According to Freddie Mac, the 30-year fixed-rate mortgage averaged 6.95% as of Dec. 14, falling below 7% for the first time since Aug. 10. That’s down from 7.03% the previous week but up from 6.31% one year ago.
Total housing inventory registered at the end of November was 1.13 million units, down 1.7% from October but up 0.9% from one year ago (1.12 million). Unsold inventory sits at a 3.5-month supply at the current sales pace, down from 3.6 months in October but up from 3.3 months in November 2022.
The median existing-home price for all housing types in November was $387,600, an increase of 4% from November 2022 ($372,700). All four U.S. regions posted price increases.
“Home prices keep marching higher,” Yun added. “Only a dramatic rise in supply will dampen price appreciation.”
“U.S. home sales remain on pace for the worst year seen in decades. It is unlikely 2024 will prove to be as bad, and we believe the market will slowly begin to tick up through the year, keeping a slow pace in step with the gradual reductions in the Fed rate and lower mortgage rates as the months tick past,” commented CoreLogic Chief Economist Dr. Selma Hepp.
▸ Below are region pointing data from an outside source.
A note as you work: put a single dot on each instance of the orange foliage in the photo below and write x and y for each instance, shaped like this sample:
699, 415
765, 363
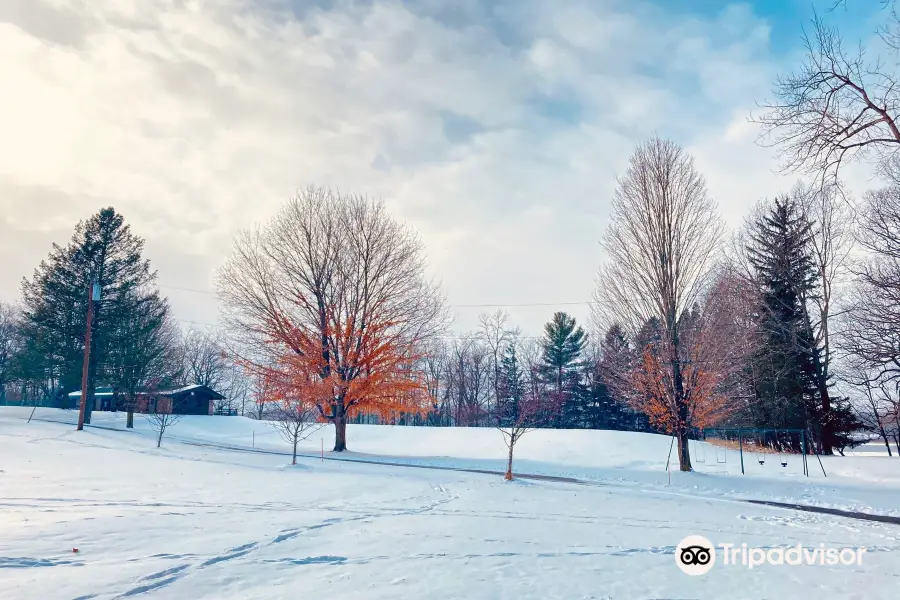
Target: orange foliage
653, 384
345, 369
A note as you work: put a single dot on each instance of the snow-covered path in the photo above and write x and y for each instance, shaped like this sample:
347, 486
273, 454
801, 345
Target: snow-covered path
202, 523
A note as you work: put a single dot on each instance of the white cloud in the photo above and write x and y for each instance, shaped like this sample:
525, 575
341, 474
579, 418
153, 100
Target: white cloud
496, 129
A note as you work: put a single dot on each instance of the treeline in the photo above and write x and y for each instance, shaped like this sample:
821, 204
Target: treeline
136, 344
473, 378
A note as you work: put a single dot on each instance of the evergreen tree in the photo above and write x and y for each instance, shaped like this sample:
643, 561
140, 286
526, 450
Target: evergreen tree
785, 376
563, 344
55, 301
144, 350
511, 387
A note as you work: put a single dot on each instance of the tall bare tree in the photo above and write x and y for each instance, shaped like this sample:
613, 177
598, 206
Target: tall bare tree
205, 360
837, 107
660, 247
337, 269
872, 331
496, 333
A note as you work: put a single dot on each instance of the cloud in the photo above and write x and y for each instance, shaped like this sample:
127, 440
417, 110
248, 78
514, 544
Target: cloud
494, 128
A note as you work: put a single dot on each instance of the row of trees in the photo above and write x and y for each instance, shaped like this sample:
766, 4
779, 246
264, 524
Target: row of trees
136, 343
328, 310
473, 379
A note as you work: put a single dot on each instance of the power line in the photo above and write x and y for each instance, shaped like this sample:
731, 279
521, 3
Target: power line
486, 305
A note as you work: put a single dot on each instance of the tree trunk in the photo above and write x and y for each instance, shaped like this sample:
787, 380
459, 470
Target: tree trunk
508, 475
340, 428
886, 438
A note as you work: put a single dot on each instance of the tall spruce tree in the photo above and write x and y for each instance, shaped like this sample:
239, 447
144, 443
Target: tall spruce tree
511, 386
784, 367
55, 301
144, 350
616, 359
563, 344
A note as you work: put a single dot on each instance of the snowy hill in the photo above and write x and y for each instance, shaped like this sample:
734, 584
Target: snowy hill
218, 513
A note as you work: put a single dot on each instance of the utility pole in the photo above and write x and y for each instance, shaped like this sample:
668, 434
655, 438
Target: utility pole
93, 295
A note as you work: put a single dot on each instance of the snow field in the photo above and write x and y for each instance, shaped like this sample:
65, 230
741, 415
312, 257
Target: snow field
221, 521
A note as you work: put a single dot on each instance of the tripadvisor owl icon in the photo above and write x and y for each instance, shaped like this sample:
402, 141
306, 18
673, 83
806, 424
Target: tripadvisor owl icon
695, 555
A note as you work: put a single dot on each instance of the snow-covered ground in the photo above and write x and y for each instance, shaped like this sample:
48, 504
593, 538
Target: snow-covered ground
230, 518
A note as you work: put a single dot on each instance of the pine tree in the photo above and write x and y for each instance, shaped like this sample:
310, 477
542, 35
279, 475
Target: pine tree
785, 365
511, 387
563, 344
616, 359
143, 352
55, 301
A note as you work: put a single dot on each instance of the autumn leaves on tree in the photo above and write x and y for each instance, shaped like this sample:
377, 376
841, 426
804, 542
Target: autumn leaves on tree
330, 304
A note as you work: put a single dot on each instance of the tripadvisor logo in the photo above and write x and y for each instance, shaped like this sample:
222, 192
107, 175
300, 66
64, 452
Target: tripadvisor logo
696, 555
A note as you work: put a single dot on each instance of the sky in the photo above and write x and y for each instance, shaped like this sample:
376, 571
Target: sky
495, 129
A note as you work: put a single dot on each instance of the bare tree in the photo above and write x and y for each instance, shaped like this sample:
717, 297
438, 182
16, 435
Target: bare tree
872, 331
204, 360
295, 420
336, 269
496, 333
661, 245
837, 107
161, 416
516, 411
878, 407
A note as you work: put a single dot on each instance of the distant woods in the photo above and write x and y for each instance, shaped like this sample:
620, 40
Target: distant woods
790, 322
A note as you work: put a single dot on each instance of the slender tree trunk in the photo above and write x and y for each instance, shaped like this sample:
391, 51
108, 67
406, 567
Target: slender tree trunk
340, 427
682, 426
512, 444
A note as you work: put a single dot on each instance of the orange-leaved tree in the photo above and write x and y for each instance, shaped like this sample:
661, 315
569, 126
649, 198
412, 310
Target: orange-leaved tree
330, 303
351, 369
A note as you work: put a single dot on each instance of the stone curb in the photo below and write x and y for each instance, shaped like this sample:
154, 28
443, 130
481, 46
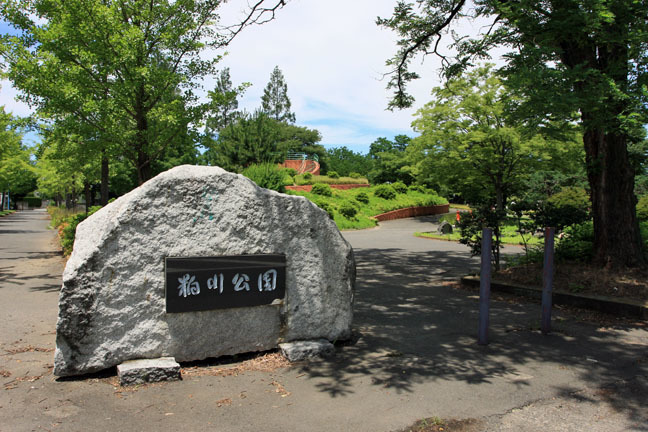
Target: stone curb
133, 372
624, 307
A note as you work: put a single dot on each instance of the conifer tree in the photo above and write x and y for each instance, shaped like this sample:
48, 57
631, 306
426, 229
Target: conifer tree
275, 102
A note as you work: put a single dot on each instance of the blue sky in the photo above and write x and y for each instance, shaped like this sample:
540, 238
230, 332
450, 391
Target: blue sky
333, 58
Bright MLS Chief Economist Dr. Lisa Sturtevant had this to say in advance of the report:
“Home sales are still tracking below last year’s levels, but the gap has narrowed considerably,” she noted. “In November and December 2022, closed sales fell dramatically as fast-rising interest rates led many prospective homebuyers to pause their home search. Mortgage rates are higher now than they were a year ago, but rates have been rising steadily, and not suddenly, and consumers have adjusted their expectations.
“In early 2023, homebuyers returned to the market in full force after sidelining themselves over the winter holidays. We are likely to see an early 2024 surge in home-buying activity, as well, this time as a result of falling interest rates. After peaking at a 23-year high in early November, the average rate on a 30-year fixed-rate mortgage has declined for six consecutive weeks. Rates should come down further and will be below 7% after the new year. These lower rates will bring both active buyers and sellers into the market, eager to get out ahead of the traditionally busier spring market.
“Overall, there is expected to be 4.1 million home sales nationally in 2023, significantly lower than the 5.2 million annual homes sales that had been typical prior to the pandemic. Sales were subdued this year because of higher rates, but a lack of inventory has been the main obstacle to the housing market in 2023.
“Falling rates will bring both more buyers and more sellers into the housing market. According to Bright MLS forecasts, there will be 4.6 million home sales in 2024, and inventory will increase by about 8% by the end of the year.”
Key highlights:
- Existing-home sales edged higher by 0.8% in November to a seasonally adjusted annual rate of 3.82 million, finishing a five-month drop. Sales retreated 7.3% from one year ago.
- The median existing-home sales price rose 4% from November 2022 to $387,600—the fifth consecutive month of year-over-year price increases.
- The inventory of unsold existing homes slid 1.7% from the previous month to 1.13 million at the end of November, or the equivalent of 3.5 months’ supply at the current monthly sales pace.